[whatwg] Requests for new elements for comments

On Sun, 4 Sep 2011, Shaun Moss wrote:
> 
> I've joined this list to put forward the argument that there should be 
> elements for <comment> and <ad> included in the HTML5 spec.

We already have an element for comments and other self-contained document 
modules, namely, <article>. The spec in fact specifically calls out an 
<article> nested in another <article> as being, by definition, a comment 
on the outer <article>.

For advertisments, I do not think it makes sense to add an element. In 
practice, it would likely not end up being used, since doing so would make 
it too easy to hide advertisments.

However, the <aside> element is a close fit for the semantic, so I would 
recommend using that.


> Please also let me know the process for submitting a formal proposal to 
> the WHATWG or the W3C about this.

This is it.


On Mon, 5 Sep 2011, Shaun Moss wrote:
> 
> A suggested semantic meaning for <comment>: /The content of this element 
> has been contributed by a website user in reference to an article, 
> discussion topic, status update, image, video, or some other item of 
> content./

This is basically exactly the semantic for a nested <article>.

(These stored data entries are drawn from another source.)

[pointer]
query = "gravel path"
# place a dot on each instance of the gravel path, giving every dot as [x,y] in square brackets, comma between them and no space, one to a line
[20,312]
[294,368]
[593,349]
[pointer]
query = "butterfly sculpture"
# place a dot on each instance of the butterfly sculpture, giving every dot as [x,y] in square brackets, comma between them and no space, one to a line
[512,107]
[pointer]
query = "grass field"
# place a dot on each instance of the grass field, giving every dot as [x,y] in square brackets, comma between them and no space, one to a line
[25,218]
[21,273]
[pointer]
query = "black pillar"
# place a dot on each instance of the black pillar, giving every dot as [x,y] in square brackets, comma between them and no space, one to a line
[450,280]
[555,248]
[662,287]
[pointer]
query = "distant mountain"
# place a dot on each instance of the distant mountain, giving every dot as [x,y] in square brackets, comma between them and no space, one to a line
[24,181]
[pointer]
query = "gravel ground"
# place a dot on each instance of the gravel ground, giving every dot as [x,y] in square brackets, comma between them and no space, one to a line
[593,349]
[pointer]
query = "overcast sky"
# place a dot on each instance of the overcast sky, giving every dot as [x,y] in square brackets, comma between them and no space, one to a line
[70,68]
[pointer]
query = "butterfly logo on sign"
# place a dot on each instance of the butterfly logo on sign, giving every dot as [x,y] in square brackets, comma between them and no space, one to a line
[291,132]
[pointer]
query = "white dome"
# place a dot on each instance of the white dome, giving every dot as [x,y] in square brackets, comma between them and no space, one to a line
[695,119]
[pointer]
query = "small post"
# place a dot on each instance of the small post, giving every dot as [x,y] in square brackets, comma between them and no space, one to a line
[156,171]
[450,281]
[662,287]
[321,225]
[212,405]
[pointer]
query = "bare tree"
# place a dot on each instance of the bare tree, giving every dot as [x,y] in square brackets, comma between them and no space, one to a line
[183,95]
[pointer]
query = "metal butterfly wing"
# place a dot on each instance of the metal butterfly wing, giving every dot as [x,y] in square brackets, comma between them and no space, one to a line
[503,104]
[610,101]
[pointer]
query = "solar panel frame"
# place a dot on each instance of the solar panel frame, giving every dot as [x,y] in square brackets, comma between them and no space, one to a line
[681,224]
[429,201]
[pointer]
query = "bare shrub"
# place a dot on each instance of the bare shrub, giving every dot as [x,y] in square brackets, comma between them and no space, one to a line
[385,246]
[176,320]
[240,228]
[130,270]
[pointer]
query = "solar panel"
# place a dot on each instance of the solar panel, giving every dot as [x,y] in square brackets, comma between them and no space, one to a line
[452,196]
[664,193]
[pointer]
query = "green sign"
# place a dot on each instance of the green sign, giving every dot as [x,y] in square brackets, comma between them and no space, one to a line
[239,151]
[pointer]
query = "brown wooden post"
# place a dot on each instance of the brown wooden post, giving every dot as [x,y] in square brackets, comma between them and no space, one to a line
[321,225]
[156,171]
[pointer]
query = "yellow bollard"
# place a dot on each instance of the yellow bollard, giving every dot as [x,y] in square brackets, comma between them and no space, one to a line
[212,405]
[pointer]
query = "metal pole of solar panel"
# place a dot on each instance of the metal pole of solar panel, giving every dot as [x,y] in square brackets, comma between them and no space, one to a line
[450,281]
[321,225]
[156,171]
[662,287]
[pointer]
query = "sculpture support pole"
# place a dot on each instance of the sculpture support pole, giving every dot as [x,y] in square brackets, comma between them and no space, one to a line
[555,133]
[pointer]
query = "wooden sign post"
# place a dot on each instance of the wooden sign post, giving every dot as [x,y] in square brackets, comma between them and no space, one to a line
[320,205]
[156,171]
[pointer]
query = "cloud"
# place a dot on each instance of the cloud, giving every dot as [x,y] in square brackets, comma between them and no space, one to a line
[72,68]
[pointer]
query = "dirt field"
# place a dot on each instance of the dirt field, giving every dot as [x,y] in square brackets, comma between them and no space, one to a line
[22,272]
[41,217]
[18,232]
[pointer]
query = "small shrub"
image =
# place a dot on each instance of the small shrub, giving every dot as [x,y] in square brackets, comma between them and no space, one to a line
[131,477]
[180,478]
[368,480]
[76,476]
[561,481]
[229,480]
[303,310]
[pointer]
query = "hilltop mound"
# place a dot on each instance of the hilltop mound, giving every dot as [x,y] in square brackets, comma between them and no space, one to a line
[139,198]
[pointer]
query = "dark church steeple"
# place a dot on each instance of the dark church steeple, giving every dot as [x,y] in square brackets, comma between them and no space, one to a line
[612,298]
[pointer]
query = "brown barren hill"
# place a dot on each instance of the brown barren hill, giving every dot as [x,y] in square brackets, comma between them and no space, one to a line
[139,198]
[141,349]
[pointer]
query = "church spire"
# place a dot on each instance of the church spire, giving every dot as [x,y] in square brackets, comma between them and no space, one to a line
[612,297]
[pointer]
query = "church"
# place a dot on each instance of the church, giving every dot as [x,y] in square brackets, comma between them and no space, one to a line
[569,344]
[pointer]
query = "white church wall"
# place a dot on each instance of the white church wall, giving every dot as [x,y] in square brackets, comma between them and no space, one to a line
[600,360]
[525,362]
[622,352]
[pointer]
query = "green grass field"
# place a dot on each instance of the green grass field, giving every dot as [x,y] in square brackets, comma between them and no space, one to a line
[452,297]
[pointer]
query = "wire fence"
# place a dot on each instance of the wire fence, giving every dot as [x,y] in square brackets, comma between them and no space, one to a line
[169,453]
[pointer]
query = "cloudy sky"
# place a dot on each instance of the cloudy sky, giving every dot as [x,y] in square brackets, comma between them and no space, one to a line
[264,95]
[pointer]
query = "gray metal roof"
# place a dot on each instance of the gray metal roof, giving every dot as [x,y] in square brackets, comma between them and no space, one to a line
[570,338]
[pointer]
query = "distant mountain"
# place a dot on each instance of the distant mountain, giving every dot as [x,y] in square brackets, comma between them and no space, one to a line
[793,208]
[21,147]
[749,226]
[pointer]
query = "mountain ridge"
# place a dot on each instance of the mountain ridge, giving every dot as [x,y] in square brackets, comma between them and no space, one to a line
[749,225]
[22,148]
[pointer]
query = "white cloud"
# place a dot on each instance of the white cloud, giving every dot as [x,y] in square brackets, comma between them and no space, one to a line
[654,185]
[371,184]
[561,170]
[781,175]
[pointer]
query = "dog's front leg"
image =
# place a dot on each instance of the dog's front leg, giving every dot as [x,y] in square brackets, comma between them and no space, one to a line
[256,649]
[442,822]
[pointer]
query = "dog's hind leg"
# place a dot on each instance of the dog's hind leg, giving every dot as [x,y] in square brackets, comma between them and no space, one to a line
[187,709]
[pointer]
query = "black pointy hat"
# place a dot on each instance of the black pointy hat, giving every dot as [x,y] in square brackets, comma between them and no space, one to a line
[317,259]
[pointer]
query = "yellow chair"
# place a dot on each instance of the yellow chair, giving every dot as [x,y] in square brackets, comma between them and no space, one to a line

On Mon, 5 Sep 2011, Shaun Moss wrote:
> > 
> > http://www.whatwg.org/specs/web-apps/current-work/multipage/sections.html#the-article-element
> 
> Yes, but this is not semantic!!! Comments are not articles.

<article> isn't just for articles. That's the point.

Note that its name is irrelevant here. It could be called <pineapple> -- 
what matters is what it is defined to mean, not what it's name is. And 
it's definition is one that covers both articles and comments. They are 
both self-contained compositions.


> They are completely different.

Actually, they are remarkably similar. I think it's anachronistic to 
consider that the utterances of the site owner are in some way distinct 
from the utterances of the site readers. What makes them different?

On the contrary, on the Web there _is_ no difference. An article is just a 
comment that has been hoisted to a more prominent position.


> Comments can appear in reference to things that are not articles (such 
> as status updates), and therefore would not appear inside an <article> 
> tag - so how would the browser recognise them as comments?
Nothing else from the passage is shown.